« Transforme ta souffrance en point d’insertion pour les ailes. » Elle me revient en tête, cette phrase de Jean Sullivan, chaque fois que je vois un film ou que je lis un livre qui part d’une histoire terrible pour créer une œuvre d’art.
Qu’a-t-il vécu de la guerre qu’il raconte, le réalisateur de NAYOLA ? Ce n’est pas ça l’important. L’important, c’est ce qu’il en fait. De la boue et du pire dont sont capables les humains, il fait de l’or, une œuvre inspirante qui donne envie de s’élever au-dessus de sa propre vie pour s’enquérir de celles des autres. Qu’est-ce qui leur est arrivé, aux Angolais, pour qu’une guerre civile déchire leur pays pendant 27 ans, provoquant la mort de 500 000 d’entre eux et le déplacement de 4 millions de réfugiés ?

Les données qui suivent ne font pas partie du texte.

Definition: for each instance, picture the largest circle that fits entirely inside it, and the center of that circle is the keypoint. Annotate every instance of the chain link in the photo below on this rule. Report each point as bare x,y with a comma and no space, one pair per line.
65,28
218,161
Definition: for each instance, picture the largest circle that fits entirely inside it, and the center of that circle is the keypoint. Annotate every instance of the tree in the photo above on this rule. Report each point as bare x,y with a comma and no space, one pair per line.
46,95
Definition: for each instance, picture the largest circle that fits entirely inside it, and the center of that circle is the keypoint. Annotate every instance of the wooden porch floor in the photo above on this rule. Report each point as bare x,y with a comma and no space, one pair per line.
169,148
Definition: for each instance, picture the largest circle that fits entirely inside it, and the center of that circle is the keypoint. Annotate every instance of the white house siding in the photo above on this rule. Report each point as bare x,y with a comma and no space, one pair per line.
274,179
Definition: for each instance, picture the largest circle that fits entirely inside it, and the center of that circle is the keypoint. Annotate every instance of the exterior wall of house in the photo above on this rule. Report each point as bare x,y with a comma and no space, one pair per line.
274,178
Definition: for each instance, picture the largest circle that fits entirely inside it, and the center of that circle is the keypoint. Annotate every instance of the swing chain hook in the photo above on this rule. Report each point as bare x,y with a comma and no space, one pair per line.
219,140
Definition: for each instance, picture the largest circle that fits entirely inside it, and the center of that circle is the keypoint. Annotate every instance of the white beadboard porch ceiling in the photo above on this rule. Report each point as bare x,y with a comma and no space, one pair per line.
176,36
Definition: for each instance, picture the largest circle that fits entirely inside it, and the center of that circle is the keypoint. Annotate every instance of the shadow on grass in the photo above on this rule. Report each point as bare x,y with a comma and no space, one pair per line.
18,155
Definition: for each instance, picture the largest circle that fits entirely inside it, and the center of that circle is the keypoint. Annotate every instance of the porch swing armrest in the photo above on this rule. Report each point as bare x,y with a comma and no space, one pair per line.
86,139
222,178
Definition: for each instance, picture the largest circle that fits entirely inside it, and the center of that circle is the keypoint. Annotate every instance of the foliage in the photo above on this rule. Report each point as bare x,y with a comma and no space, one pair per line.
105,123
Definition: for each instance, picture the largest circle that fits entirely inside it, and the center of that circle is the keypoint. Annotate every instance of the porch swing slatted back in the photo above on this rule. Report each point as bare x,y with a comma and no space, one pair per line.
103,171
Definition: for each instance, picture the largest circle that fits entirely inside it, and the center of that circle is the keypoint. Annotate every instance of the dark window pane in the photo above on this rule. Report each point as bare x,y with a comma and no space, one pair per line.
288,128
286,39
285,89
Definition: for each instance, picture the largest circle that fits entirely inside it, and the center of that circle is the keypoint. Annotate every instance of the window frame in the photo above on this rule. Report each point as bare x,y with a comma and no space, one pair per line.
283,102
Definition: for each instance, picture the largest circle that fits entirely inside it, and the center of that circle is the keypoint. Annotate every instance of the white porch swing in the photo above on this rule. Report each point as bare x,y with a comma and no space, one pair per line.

Il n’est pas tout seul, ce réalisateur. Il s’appelle José Miguel Ribeiro. Il a un scénariste, Virgilia Almeida, qui a adapté une pièce de théâtre de José Eduardo Agualusa. Le scénariste parle aussi d’un livre de témoignages de femmes publié par une Angolaise… Beaucoup de personnes, sans doute beaucoup de personnes ont contribué à ce que sorte un jour ce dessin animé incroyable.
Il raconte une femme qui part là où les hommes se battent, à la recherche de son mari disparu. Il raconte sa fille qui l’a à peine connue et qui lui en veut de l’avoir abandonnée. Il raconte sa mère qui s’occupe de la jeune révoltée et qui a réussi à lui transmettre de l’amour malgré la désolation et les destructions que la guerre a répandues autour d’elles.
On navigue dans le temps. Tantôt on est dans le temps de la guerre, dans des champs où la bataille fait rage et où Nayola, avançant entre mille dangers, montre la photo de son mari à tous les soldats qu’elle croise. Tantôt on est des années après la guerre à Luanda, la capitale de l’Angola. On y suit Yara, la fille de Nayola, une adolescente de 16 ans qui grimpe sur les toits pour rapper avec ses amis et qui se cache de la police car ses textes de lutte pourraient la mener en prison. Chez elle, c’est chez sa grand-mère, Lelena. Lelena est corpulente, parce qu’il faut du coffre pour supporter tout ce qu’elle a vécu. Elle parle d’une voix douce, sans jamais hausser le ton. Une nuit, un voleur masqué s’introduit chez elle. Il a faim, elle lui donne à manger. Il s’empare du journal que Nayola tenait avant de partir à la guerre ; mais comme ce cahier, c’est tout ce que Yara a hérité de sa mère, elle est prête à le découper en morceaux, le voleur ! Lelena s’interpose, apaise les tensions. Plus tard, une longue conversation s’engage entre la grand-mère et le voleur. Une conversation essentielle.
Il y a des moments magiques, où la rationalité est priée de passer dans la pièce d’à côté. C’est la nuit, dans le désert. Nayola est inconsciente. Un homme tire à l’arc sur la lune sauf que son arc, c’est un serpent. Au bout de la queue du serpent, l’homme et ses compagnons, ils sont plusieurs, attachent Nayola inconsciente, dans le ciel. Imaginez la lune. De la lune descend, tendu comme un fil, le serpent. Au bout du serpent, Nayola, la tête en bas, suspendue dans le vide. Au bout d’un moment, elle se met à vomir et ce qu’elle vomit, c’est la guerre. Des armes sortent de sa bouche, des chars, des avions de combat, tout cela se fracasse au sol, des centaines de mètres plus bas.
Il ne faut pas que je vous en dise plus. J’espère que vous le verrez. Des phrases sont dites, comme échappées d’un poème. « La guerre n’a pas un visage de femme » a dit quelqu’un, un jour, à Svetlana Alexïevitch. Mais les femmes autant que les hommes sont touchées par la guerre et ces trois-là sont inoubliables.